AE 01: Visualizing the prognosticators

Application exercise
Modified

September 4, 2024

Important

Go to the course GitHub organization and locate the repo titled ae-01-YOUR_GITHUB_USERNAME to get started.

This AE is due September 5 at 11:59pm.

For all analyses, we’ll use the tidyverse packages.

library(tidyverse)
library(scales)

Data: The prognosticators

The dataset we will visualize is called seers.1 It contains summary statistics for all known Groundhog Day forecasters. 2 Let’s glimpse() at it.

# import data using readr::read_csv()
seers <- read_csv("data/prognosticators-sum-stats.csv")
Rows: 154 Columns: 18
── Column specification ────────────────────────────────────────────────────────
Delimiter: ","
chr  (6): name, forecaster_type, forecaster_simple, climate_region, town, state
dbl (11): preds_n, preds_long_winter, preds_long_winter_pct, preds_correct, ...
lgl  (1): alive

ℹ Use `spec()` to retrieve the full column specification for this data.
ℹ Specify the column types or set `show_col_types = FALSE` to quiet this message.
# add code here

The variables are:

  • name - name of the prognosticator
  • forecaster_type - what kind of animal or thing is the prognosticator?
  • forecaster_simple - a simplified version that lumps together the least-frequently appearing types of prognosticators
  • alive - is the prognosticator an animate (alive) being?3
  • climate_region - the NOAA climate region in which the prognosticator is located.
  • town - self-explanatory
  • state - state (or territory) where prognosticator is located
  • preds_n - number of predictions in the database
  • preds_long_winter - number of predictions for a “Late Winter” (as opposed to “Early Spring”)
  • preds_long_winter_pct - percentage of predictions for a “Late Winter”
  • preds_correct - number of correct predictions4
  • preds_rate - proportion of predictions that are correct
  • temp_mean - average temperature (in Fahrenheit) in February and March in the climate region across all prognostication years
  • temp_hist - average of the rolling 15-year historic average temperature in February and March across all prognostication years
  • temp_sd - standard deviation of average February and March temperatures across all prognostication years
  • precip_mean - average amount of precipitation in February and March across all prognostication years (measured in rainfall inches)
  • precip_hist average of the rolling 15-year historic average precipitation in February and March across all prognostication years
  • precip_sd - standard deviation of average February and March precipitation across all prognostication years

Visualizing prediction success rate - Demo

Single variable

Note

Analyzing the a single variable is called univariate analysis.

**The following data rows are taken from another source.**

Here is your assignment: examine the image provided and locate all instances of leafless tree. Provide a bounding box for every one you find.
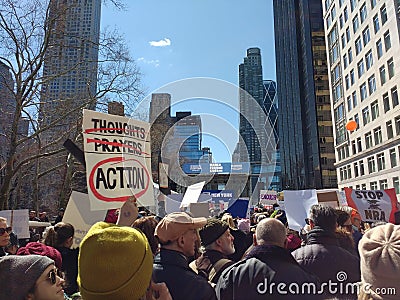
[0,0,144,210]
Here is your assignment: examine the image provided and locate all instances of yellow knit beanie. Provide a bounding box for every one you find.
[78,222,153,300]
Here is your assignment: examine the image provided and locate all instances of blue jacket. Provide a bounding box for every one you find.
[153,248,217,300]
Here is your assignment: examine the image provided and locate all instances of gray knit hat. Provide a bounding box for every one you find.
[0,254,54,300]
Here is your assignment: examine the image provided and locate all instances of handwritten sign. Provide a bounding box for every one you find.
[82,109,154,210]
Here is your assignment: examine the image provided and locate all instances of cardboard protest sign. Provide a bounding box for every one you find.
[0,209,29,239]
[63,191,107,248]
[82,109,154,210]
[344,187,398,223]
[284,190,318,231]
[259,190,277,205]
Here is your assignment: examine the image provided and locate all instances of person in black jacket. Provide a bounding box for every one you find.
[216,218,321,299]
[292,204,360,299]
[153,212,217,300]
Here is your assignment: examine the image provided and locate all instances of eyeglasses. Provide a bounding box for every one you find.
[305,218,310,225]
[47,269,58,285]
[0,227,12,236]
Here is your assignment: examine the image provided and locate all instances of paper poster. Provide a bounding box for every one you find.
[259,190,277,205]
[62,191,107,248]
[180,181,205,208]
[82,109,154,210]
[284,190,318,231]
[344,187,398,223]
[0,209,29,239]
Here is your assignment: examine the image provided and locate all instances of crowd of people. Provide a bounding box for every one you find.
[0,197,399,300]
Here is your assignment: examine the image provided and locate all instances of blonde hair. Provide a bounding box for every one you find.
[0,217,7,223]
[221,214,236,229]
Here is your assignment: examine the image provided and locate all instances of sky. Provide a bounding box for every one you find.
[101,0,276,162]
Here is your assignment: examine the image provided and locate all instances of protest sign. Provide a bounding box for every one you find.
[63,191,107,248]
[180,181,205,208]
[259,190,277,205]
[344,187,398,223]
[284,190,318,231]
[0,209,29,239]
[82,109,154,210]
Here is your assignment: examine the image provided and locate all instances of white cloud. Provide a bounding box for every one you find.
[149,38,171,47]
[137,57,160,67]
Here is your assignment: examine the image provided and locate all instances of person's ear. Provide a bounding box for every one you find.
[25,293,34,300]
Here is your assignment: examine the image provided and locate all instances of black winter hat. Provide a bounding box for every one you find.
[200,218,229,246]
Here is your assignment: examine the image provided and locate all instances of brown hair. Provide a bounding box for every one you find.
[132,216,159,255]
[44,222,74,248]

Create visualizations of the distribution of preds_rate for the prognosticators.

  1. Make a histogram. Set an appropriate binwidth.
# add code here

Two variables - Your turn

Note

Analyzing the relationship between two variables is called bivariate analysis.

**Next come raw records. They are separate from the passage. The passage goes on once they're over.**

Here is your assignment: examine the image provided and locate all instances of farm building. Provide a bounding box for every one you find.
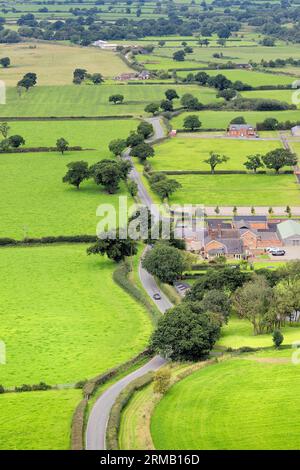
[277,220,300,246]
[92,40,117,50]
[228,124,257,138]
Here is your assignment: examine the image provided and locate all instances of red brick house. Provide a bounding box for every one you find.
[228,124,257,138]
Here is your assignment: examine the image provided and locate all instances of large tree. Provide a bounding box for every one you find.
[130,143,154,162]
[108,139,127,157]
[137,121,153,139]
[142,243,186,284]
[151,178,181,201]
[244,154,264,173]
[183,115,201,131]
[150,302,221,361]
[204,152,229,174]
[126,132,144,148]
[90,159,123,194]
[262,148,298,173]
[62,160,89,190]
[144,102,159,115]
[87,228,137,263]
[109,94,124,104]
[165,89,179,101]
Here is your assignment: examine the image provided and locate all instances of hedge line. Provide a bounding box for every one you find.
[149,170,294,175]
[106,371,154,450]
[0,235,97,247]
[176,128,225,133]
[71,398,88,451]
[0,146,84,154]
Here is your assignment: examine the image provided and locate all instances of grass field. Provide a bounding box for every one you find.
[4,119,137,150]
[0,389,81,450]
[151,357,300,449]
[150,138,280,172]
[218,316,300,349]
[242,89,298,106]
[0,245,152,387]
[0,149,131,239]
[178,69,295,86]
[0,84,219,117]
[0,42,132,85]
[148,173,300,206]
[171,110,300,129]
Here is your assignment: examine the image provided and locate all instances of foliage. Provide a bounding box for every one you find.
[87,228,138,263]
[62,161,89,190]
[142,243,187,284]
[153,368,171,395]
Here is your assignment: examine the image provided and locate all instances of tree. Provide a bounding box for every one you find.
[56,137,69,155]
[142,243,186,284]
[165,89,179,101]
[183,115,201,131]
[108,139,127,156]
[217,88,237,101]
[158,40,166,47]
[204,152,229,174]
[230,116,246,125]
[194,71,209,85]
[137,121,153,139]
[8,135,25,148]
[128,180,138,197]
[180,94,202,110]
[200,289,231,324]
[73,68,87,84]
[144,102,159,115]
[109,94,124,104]
[90,73,104,84]
[217,38,226,47]
[130,143,154,162]
[260,118,279,130]
[90,159,123,194]
[173,50,185,61]
[244,154,264,173]
[0,122,10,138]
[262,148,298,174]
[151,178,181,201]
[150,302,221,361]
[160,99,173,112]
[17,72,37,91]
[87,228,137,262]
[0,57,10,68]
[233,276,274,335]
[63,161,89,190]
[126,132,144,148]
[153,368,171,394]
[273,329,284,349]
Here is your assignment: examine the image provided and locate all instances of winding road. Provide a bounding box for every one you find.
[85,117,172,450]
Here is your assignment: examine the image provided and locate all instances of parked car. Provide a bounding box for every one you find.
[272,250,286,256]
[153,293,161,300]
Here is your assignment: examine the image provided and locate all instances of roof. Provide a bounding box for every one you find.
[205,237,243,254]
[277,220,300,239]
[229,124,255,130]
[206,218,232,229]
[233,215,267,222]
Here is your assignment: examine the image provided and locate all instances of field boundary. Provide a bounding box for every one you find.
[0,116,134,121]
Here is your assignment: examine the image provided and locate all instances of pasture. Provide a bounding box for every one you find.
[0,245,152,387]
[171,110,300,129]
[0,42,132,85]
[151,357,300,449]
[4,119,137,150]
[0,84,219,117]
[0,389,81,450]
[242,89,298,106]
[150,137,280,172]
[163,173,300,206]
[0,150,130,239]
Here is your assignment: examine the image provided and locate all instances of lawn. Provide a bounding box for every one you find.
[4,119,137,149]
[0,84,218,117]
[0,245,152,387]
[151,357,300,449]
[178,69,295,87]
[171,110,300,129]
[218,315,300,349]
[0,42,132,85]
[0,149,132,239]
[150,137,280,172]
[155,173,300,206]
[0,389,81,450]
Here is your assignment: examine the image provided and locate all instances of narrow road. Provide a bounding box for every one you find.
[85,117,171,451]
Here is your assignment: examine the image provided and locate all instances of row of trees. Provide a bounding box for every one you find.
[73,68,104,85]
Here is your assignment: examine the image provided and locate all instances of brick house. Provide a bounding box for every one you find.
[228,124,257,138]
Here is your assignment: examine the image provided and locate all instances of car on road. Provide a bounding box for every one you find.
[272,249,286,256]
[153,293,162,300]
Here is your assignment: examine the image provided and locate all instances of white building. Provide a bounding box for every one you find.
[92,40,118,51]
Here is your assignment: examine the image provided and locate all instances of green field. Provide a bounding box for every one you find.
[0,150,131,239]
[242,89,298,106]
[4,119,137,149]
[0,245,152,387]
[161,173,300,206]
[0,389,81,450]
[171,110,300,129]
[218,315,300,349]
[150,138,280,172]
[178,69,295,86]
[151,357,300,449]
[0,42,132,85]
[0,84,219,117]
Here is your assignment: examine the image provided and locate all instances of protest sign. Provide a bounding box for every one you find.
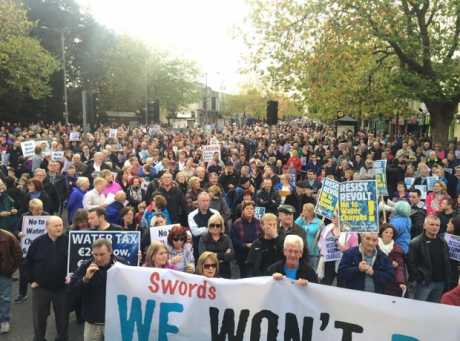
[404,177,415,189]
[51,151,64,161]
[105,264,460,341]
[315,178,339,220]
[254,207,266,220]
[414,185,427,200]
[69,131,80,141]
[444,233,460,262]
[20,216,49,256]
[202,144,221,162]
[323,234,342,262]
[150,225,176,244]
[109,128,118,138]
[20,141,35,158]
[374,160,388,196]
[425,176,439,192]
[338,180,379,232]
[67,230,140,274]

Create visualizations of the distribution of preds_rate by alive (whether or not the prognosticator is alive).

  1. Make a single histogram. Set an appropriate binwidth.
# add code here
  1. Use multiple histograms via faceting, one for each type. Set an appropriate binwidth, add color as you see fit, and turn off legends if not needed.
# add code here
  1. Use side-by-side box plots. Add color as you see fit and turn off legends if not needed.
# add code here
  1. Use a density plot. Add color as you see fit.
# add code here
  1. Use a violin plot. Add color as you see fit and turn off legends if not needed.
# add code here
  1. Make a jittered scatter plot. Add color as you see fit and turn off legends if not needed.
# add code here
  1. Use beeswarm plots. Add color as you see fit and turn off legends if not needed.
library(ggbeeswarm)

# add code here
  1. Demonstration: Use multiple geoms on a single plot. Be deliberate about the order of plotting. Change the theme and the color scale of the plot. Finally, add informative labels.
# add code here

Multiple variables - Demo

Note

Analyzing the relationship between three or more variables is called multivariate analysis.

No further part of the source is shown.